Inscrire dans le temps — dans l'unique dimension du temps qui nous mène, le révolu ; c'est pourquoi voyager, marcher là, fouler le chemin, c'est toujours remonter le temps, refaire la route vers le lever du soleil.

Pascal relisant Marc-Aurèle. Quand le premier nous rappelle que nous sommes embarqués, c'est qu'il reprend la proposition initiale du second qui concluait par cette injonction : « Débarque ! » Mais avant d'enjoindre — et on sait de quelle manière —, il s'interrompt quelque temps. Il relit. « Tu t'es embarqué sur un navire ; tu as navigué ; tu es parvenu au port... » C'est la durée du trajet qui se présente à lui ; la présence de la durée est celle de ce trajet : qui donc s'embarque là, en grande pompe dans les ors du couchant que retient Claude Gelée ? ou bien dans l'ombre, à la sauvette, sur l'une de ces embarcations invraisemblables qui charrient les recalés de l'Afrique vers les — de ce qu'on pourrait bien appeler la Grande-Afrique ?
Blaise n'y répond pas.

Accessoires.
◊ À reprendre le Guide des égarés de Maïmonide, comme du reste à reprendre tout ouvrage d'exercice de la pensée, on s'aperçoit très vite que l'enjeu primordial est de dire pour redire et ainsi redire pour dire : d'une certaine façon, dans la démarche, dans le propos en marche, il n'est question que de régresser, pour cerner le germe de la certitude. C'est sans doute pourquoi ces livres attendent une relecture, et c'est sans doute pourquoi on les commente — je veux dire par là pourquoi ce sont les seuls livres qui appellent un commentaire — qui appellent une traduction.
◊ Du cercle, le verre fameux de Duchamp gardait l'adverbe. (Cela n'a pas grand chose à voir, mais la rue Marcel Duchamp n'a pas toujours existé.)

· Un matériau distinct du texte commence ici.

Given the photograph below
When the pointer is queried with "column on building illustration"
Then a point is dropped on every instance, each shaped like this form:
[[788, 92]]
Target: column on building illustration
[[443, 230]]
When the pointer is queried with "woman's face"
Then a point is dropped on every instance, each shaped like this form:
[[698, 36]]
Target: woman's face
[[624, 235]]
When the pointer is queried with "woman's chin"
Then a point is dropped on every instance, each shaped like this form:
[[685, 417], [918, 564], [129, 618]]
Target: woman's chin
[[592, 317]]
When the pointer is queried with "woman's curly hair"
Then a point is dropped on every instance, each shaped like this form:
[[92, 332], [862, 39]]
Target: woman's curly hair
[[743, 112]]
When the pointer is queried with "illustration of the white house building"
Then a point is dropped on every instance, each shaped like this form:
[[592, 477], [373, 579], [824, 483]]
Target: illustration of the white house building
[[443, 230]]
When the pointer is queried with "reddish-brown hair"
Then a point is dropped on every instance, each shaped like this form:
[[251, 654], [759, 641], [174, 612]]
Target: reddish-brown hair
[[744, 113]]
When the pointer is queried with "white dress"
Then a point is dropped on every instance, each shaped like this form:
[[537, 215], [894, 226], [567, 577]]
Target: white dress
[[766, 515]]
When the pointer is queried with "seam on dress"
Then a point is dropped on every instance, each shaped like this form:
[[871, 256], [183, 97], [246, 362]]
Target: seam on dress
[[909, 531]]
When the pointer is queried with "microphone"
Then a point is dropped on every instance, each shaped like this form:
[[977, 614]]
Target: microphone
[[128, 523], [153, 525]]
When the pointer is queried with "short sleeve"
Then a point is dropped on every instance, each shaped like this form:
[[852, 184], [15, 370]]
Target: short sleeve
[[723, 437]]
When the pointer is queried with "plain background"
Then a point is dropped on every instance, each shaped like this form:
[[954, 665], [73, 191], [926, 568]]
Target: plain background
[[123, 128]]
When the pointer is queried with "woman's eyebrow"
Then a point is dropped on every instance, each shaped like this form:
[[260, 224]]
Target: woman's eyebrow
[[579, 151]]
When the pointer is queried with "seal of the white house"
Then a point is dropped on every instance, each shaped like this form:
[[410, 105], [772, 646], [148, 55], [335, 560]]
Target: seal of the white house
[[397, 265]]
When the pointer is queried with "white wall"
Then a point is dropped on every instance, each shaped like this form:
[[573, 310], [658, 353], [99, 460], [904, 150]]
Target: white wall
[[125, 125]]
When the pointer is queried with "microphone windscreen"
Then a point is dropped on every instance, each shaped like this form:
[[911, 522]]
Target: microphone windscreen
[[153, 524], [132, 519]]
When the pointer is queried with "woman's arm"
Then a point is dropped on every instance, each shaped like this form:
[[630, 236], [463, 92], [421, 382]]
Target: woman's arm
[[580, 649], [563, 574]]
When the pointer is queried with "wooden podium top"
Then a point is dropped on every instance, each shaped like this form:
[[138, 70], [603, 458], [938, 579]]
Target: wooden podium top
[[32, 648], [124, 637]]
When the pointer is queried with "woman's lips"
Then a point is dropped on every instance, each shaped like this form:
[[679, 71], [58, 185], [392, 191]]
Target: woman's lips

◊ Je ne sais pas s'il est très sensé de concevoir l'œuvre d'après-guerre de Céline comme un long repentir, mais c'est pourtant ce que j'en perçois : au-delà de la relation, j'y vois la pénitence de celui qui sait que sa vie s'est effondrée et qui recherche aveuglément la cause de cet effondrement, — qui s'oublie à rechercher cette cause.
◊ On avait déjà formulé cette remarque sur Kafka se concentrant, à la fin de sa vie, sur des récits de plus en plus tapis sur eux-mêmes, à la vitalité toute repliée, illustrés par ces animaux recroquevillés en leurs terriers. Mais, somme toute, la distance n'est finalement pas si grande d'avec les grands fleuves de Broch et de Musil. Là comme ici sourdent les notes prémonitoires de la grande catastrophe, quelque chose comme la Chute de la Nature (la chute de l'ordre naturel), l'interruption, la fin du principe de causalité.
◊ Du plusieurs dans l'un, c'est l'une des apories que discute longuement Damascius dans son traité Des premiers principes, dont je ne finis pas de découvrir la portée. Au-delà de l'attrait pour cette lueur crépusculaire de la pensée grecque s'éclipsant devant la nouvelle idéologie totalitaire, ce qui frappe, c'est cette incroyable atemporalité de l'exercice par lequel l'esprit s'attache minutieusement à se cerner lui-même, à se défier lui-même, à se vaincre lui-même, non pas tant que les apories soient démontées mais justement parce qu'elles nous sont montrées, sans échappatoire, comprenons : sans salut. C'est-à-dire tout l'inverse de la doxa si terrible qui se met en place à ce moment-là.
◊ René Char est né il y a cent ans.
◊ On trouve le texte de Marc-Aurèle par exemple ici, dans une traduction peut-être un peu datée, mais peu importe (la citation est du III,3). Le grec est accessible ici. On trouve le texte du pari de Pascal en divers endroits, par exemple ici, mais on ne pestera jamais assez contre la sottise de ces moteurs de recherche (mon dieu, quel terme idiot) que le Web nous propose.
◊ La reproduction (de la reproduction ?) de l'encre de Van Gogh se trouve ici. Je n'ai pas lu la page par ailleurs.